Scott Beamer, assistant professor of computer science and engineering at UC Santa Cruz, has received a Faculty Early Career Development (CAREER) Award from the National Science Foundation (NSF) to support his work on verifiable computation.

Verifiable computation allows users to verify the results of outsourced computations. With cloud computing, relatively weak devices (phones, laptops, etc.) can run demanding computations on banks of powerful servers operated by a service provider. But can the users trust the results? With verifiable computation, the results are returned along with a proof that they were computed correctly. In practice, however, this approach has not been widely used because it is too computationally expensive.

Beamer’s project aims to enable verifiable computation using hardware acceleration—designing hardware to perform a specific function very efficiently. But the rising cost of hardware design complicates the development of specialized hardware. This project attacks both problems by investigating novel hardware architectures to accelerate verifiable computing and agile hardware-design techniques to reduce design costs.

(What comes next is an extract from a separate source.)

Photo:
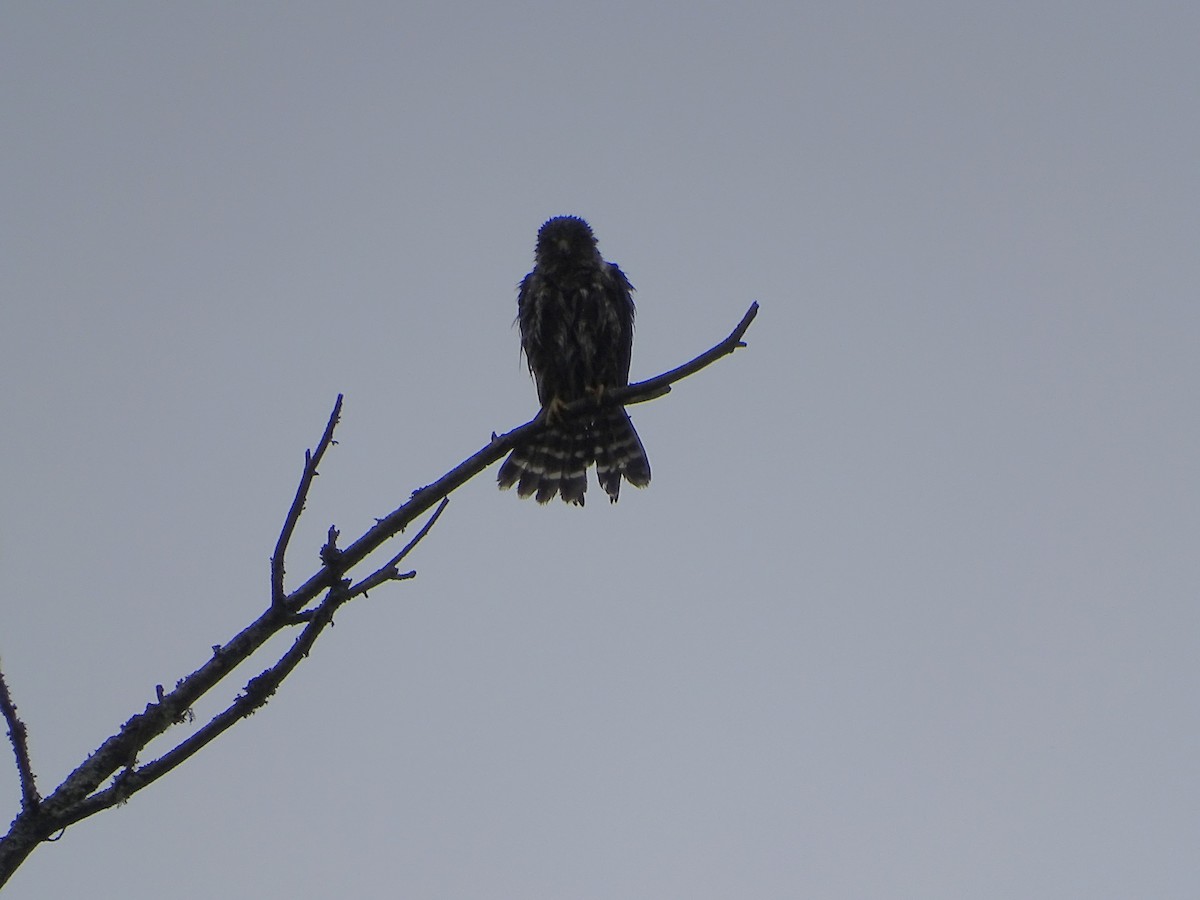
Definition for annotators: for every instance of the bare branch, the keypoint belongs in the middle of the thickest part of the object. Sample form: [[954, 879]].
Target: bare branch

“This grant will help make verifiable computing a reality, but also improve hardware design productivity. With increased productivity, it will lower the barrier to entry and help democratize computer hardware design,” Beamer said.

Verifiable computation is a very active and rapidly moving area of research, with enormous implications for society as computation has become increasingly enmeshed in people’s lives.

“Verifiable computation is an important step in building confidence in critical applications like machine learning, blockchain compression, and cloud transfers. Improving hardware acceleration is essential to address these massive computational demands and make verification practical,” said Alex Wolf, dean of the Baskin School of Engineering.

The funding for this project also includes support for educational and outreach activities to help broaden and grow the hardware-design community.

“In keeping with Baskin Engineering's core values, this grant integrates educational efforts that help underrepresented college students strengthen their problem-solving skills and broadens the pool of students pursuing graduate study,” Wolf said.